Lars von Trier has never been a director to shy away from controversy and he’s not about to start now. The House That Jack Built is a brutal, psychological horror film starring Matt Dillon in the title role of Jack, a highly intelligent serial killer, following over the course of 12 years in the 1970s and 1980s in the U.S. state of Washington. Von Trier has described the film as “celebrating the idea that life is evil and soulless.”

The film debuted at the Cannes Film Festival in May, marking von Trier’s return to the festival after more than six years. It was released on 28th November 2018 for one night only in the United States to polarizing reviews from critics. Not only that, it appears that the film’s distributor, IFC Films, is facing sanctions by the MPAA movie ratings board for screening an unrated director’s cut without getting the appropriate waiver, as Hollywood Reporter states here. As I said earlier, controversy is never far away from Lars von Trier.

So, what can we expect this film?

We follow the story of Jack’s development into a serial killer through his own eyes, experiencing the murders from his point of view, and how he believes they are a work of art. As the police draw inevitably closer to catching him, Jack takes greater and greater risks in his attempt to create the ultimate artwork. Along the way we experience Jack’s descriptions of his personal condition, problems and thoughts through a recurring conversation with the unseen Verge (Bruno Ganz)—possibly a delusion, could be his psychiatrist, we don’t know at this point—whom it seems Jack is doing his best to impress but failing. Prior to production, von Trier spent years researching the psychology of serial killers, and it’s said to be abundantly clear in The House That Jack Built, especially with regards to the dialogue that von Trier has written in the context of Jack’s obsession and ego.

The film was originally planned to be an 8-part television series but plans changed and it was whittled down to a 155-minute film for the general release. If the critics’ reviews are anything to go by, this may be a blessing in disguise—the brutally realistic depiction of the humiliation, torture and the violent murder of women, children, men and cute little ducklings is not something most people want to endure over and over again.

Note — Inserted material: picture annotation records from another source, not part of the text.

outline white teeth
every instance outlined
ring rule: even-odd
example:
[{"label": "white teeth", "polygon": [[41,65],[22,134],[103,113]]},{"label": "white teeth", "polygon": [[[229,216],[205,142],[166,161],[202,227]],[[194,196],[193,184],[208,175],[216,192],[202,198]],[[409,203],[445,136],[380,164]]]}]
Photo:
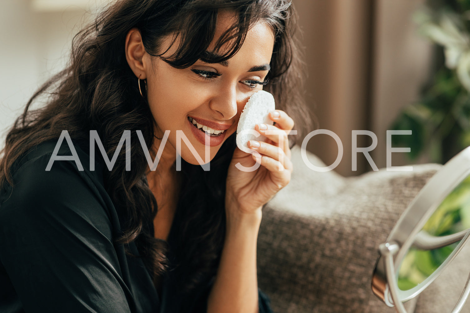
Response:
[{"label": "white teeth", "polygon": [[189,119],[189,121],[193,123],[193,125],[196,125],[198,128],[202,128],[204,132],[207,132],[209,133],[212,134],[214,135],[218,135],[219,133],[223,133],[225,131],[223,130],[215,130],[210,127],[208,127],[205,125],[203,125],[202,124],[200,124],[199,123],[196,122],[196,121],[193,119],[192,117],[188,117],[188,118]]}]

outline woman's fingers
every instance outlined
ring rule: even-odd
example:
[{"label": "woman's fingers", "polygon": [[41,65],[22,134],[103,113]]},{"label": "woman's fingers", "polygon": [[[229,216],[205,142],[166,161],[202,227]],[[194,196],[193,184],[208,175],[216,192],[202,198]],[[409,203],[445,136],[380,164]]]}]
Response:
[{"label": "woman's fingers", "polygon": [[[248,144],[251,149],[262,155],[261,157],[264,161],[264,164],[262,162],[261,164],[267,164],[268,167],[266,166],[266,168],[270,171],[283,171],[284,169],[292,170],[292,164],[290,158],[279,147],[254,140],[250,141]],[[266,159],[266,158],[271,159]]]},{"label": "woman's fingers", "polygon": [[[262,128],[266,129],[262,129]],[[273,125],[266,124],[258,124],[255,127],[255,129],[260,134],[265,136],[274,143],[281,148],[288,156],[289,158],[290,157],[289,141],[287,138],[287,133],[285,131],[280,129]]]},{"label": "woman's fingers", "polygon": [[290,131],[294,128],[294,120],[282,110],[269,113],[269,118],[276,123],[276,126],[282,130]]}]

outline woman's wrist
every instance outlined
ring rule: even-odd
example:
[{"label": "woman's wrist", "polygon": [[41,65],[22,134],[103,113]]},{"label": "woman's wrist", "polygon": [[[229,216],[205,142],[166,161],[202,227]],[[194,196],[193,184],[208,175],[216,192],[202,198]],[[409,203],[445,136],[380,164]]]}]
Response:
[{"label": "woman's wrist", "polygon": [[263,213],[262,207],[250,211],[240,210],[231,204],[226,207],[226,221],[227,231],[231,228],[253,227],[259,228]]}]

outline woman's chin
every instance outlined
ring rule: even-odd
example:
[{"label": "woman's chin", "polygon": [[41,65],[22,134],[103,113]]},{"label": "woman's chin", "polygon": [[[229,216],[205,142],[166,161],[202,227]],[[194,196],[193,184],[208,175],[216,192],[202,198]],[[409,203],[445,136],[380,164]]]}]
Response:
[{"label": "woman's chin", "polygon": [[[212,150],[212,149],[211,149]],[[217,149],[218,151],[218,149]],[[203,166],[203,167],[205,166],[208,166],[208,164],[212,160],[214,157],[215,156],[215,154],[217,153],[217,151],[212,152],[211,151],[207,156],[207,158],[206,157],[206,156],[204,154],[204,151],[202,152],[197,151],[197,154],[198,155],[198,157],[196,157],[194,155],[193,155],[190,151],[186,151],[187,153],[183,154],[184,155],[181,156],[181,158],[184,160],[186,162],[189,163],[189,164],[192,164],[193,165],[198,165]],[[207,164],[207,165],[206,165]]]}]

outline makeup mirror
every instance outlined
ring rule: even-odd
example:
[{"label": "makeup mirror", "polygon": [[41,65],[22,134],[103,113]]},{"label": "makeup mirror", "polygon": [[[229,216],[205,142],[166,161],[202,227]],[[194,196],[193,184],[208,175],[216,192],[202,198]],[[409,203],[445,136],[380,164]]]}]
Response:
[{"label": "makeup mirror", "polygon": [[[469,240],[469,230],[470,147],[429,180],[380,245],[374,293],[399,313],[407,313],[403,303],[449,266]],[[470,276],[452,313],[462,310],[470,294],[469,281]]]}]

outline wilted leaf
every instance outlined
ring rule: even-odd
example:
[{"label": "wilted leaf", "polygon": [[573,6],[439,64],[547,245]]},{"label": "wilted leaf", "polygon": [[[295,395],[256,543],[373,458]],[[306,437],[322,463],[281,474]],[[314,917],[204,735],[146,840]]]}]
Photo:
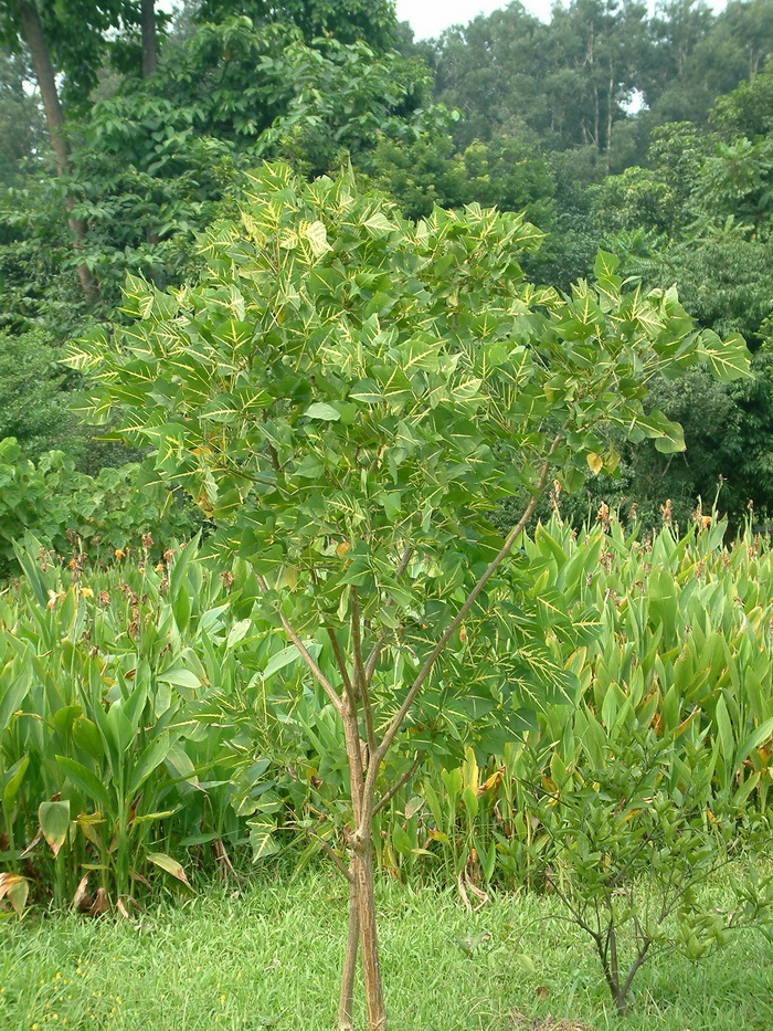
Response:
[{"label": "wilted leaf", "polygon": [[166,852],[148,852],[147,859],[149,862],[165,870],[167,873],[171,874],[172,877],[177,877],[178,881],[182,881],[183,884],[190,887],[190,881],[188,880],[186,871],[171,855],[167,855]]},{"label": "wilted leaf", "polygon": [[29,893],[27,877],[15,873],[0,873],[0,901],[8,898],[13,912],[19,916],[24,912]]},{"label": "wilted leaf", "polygon": [[38,808],[38,820],[43,837],[51,845],[51,851],[54,855],[59,855],[70,830],[70,802],[41,802]]},{"label": "wilted leaf", "polygon": [[604,460],[600,454],[596,454],[595,451],[589,451],[585,457],[587,461],[587,467],[591,470],[594,476],[597,476],[604,467]]}]

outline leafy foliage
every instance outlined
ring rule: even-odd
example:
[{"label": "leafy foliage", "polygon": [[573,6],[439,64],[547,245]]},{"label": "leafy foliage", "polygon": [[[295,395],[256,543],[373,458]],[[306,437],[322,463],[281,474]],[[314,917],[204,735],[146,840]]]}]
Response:
[{"label": "leafy foliage", "polygon": [[190,509],[151,485],[138,465],[105,466],[96,476],[75,471],[61,451],[35,465],[17,441],[0,441],[0,575],[17,570],[14,544],[32,530],[47,548],[76,565],[112,559],[144,535],[157,556],[195,528]]}]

But it’s not just the gruesome nature of the film that is getting people talking. Von Trier has a notorious reputation for his mistreatment of women both on and off screen, and there is no denying that this film depicts the female victims in a poor light, with their characters portrayed as simple sex objects, or so annoying that they deserve to be killed. However, considering three of the leading female actresses in The House That Jack Built have worked with the director previously; Uma Thurman (Nymphomaniac), Siobhan Fallon Hogan (Dancer in the Dark, Dogville) and Sofie Gråbøl (The Boss of It All), it appears that they understand the deeper nature of what the director is trying to get across here.

Yet still, the critics’ reviews couldn’t be further apart on the spectrum, with many leaving the showing in disgust at the Cannes premiere, commenting that it was pure misery porn akin to a snuff film. Equally, it is being applauded for its audaciousness and dark humour, with many comparing it to the style of the Coen brothers and calling it von Trier’s American Psycho.

You won’t have to wait too long to decide for yourself, when the edited R-rated version is released in selected theatres and on digital platforms beginning 14th December in the U.S. and UK.